« Rivé sur cet autre qui rassemble en lui, nom, situation, lieu, physique et le sujet est hypnotisé par l’objet, c’est tout pour l’autre ; il se fait objet du désir de l’Autre. Il ne sait plus qui il est, où il est, c’est la folie la plus commune, l’état amoureux.
Au cours de l’analyse, l’analysant peut être amené à faire des rencontres de fortes intensité avec des partenaires qui condense une telle somme de traits, de signifiants de l’histoire infantile que cela peut faire exploser tous les repères : il est vrillé, décentré de sa trajectoire, décentré de son désir, parfois au point de se perdre lui-même devant cette rencontre avec ces signifiants qui font surgir devant lui le réel de son histoire. La rencontre avec l’autre et ce qui transite avec lui convoque le sujet au seuil du traumatisme de son histoire : il est, poussé, malgré lui, à devoir répéter quelque chose de l’histoire parentale par exemple, sans pouvoir empêcher la répétition. Ce qui se déchaîne dans ce moment de réel, c’est la pulsion, c’est le corps : le corps c’est la passion…

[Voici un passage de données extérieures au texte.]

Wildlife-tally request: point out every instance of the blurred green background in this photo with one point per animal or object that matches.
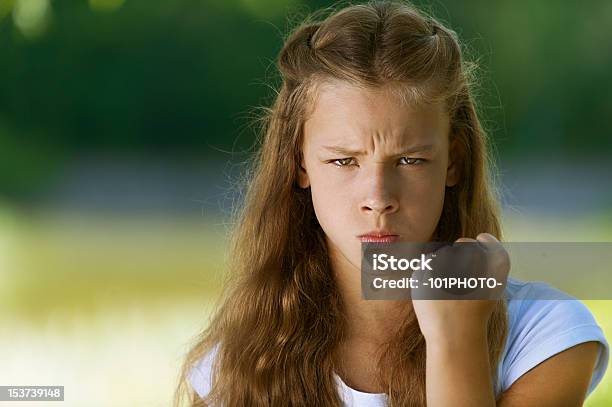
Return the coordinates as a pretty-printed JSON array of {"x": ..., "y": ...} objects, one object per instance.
[{"x": 124, "y": 122}]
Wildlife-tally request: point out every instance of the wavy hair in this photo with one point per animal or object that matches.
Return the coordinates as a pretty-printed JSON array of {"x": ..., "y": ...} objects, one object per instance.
[{"x": 281, "y": 318}]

Cette répétition de l’histoire, qui téléguide le sujet, malgré lui, ne permet pas au sujet de s’inscrire dans son histoire, au contraire, il ne fait que répéter l’histoire, celle de ses parents, qui sont les premiers objets qu’il a rencontrés et qui ont forgé son rapport au désir, trace qui suit un tracé déjà effectué, qui tourne donc en rond. Alors que l’enjeu de l’analyse est que le sujet puisse sortir de la trame de son histoire infantile afin de pouvoir tracer lui-même sa propre trajectoire.
C’est les coupures produites par l’analyste sur le discours mais aussi progressivement par l’analysant lui-même qui va permettre que sa parole s’acère, devienne tranchante, une parole qui acte et ainsi puisse faire coupure sur le cercle de la répétition. Répétition qui pourra s’interrompre permettant au sujet de choisir son destin, en connaissance de cause, en pouvant décider et non plus en ne s’apercevant pas que jusqu’alors, il ne faisait que répéter l’histoire sans le savoir, inconscient des signifiants auxquels il était aliéné.
Reconnaître que l’on est manquant, reconnaître que ce que l’on recherche en l’autre, c’est ce dont on manque voilà le travail de subjectivation que va permettre la cure analytique : désir de reconnaissance-reconnaissance du désir, du manque. » (Anne Carpentier, Le fantasme).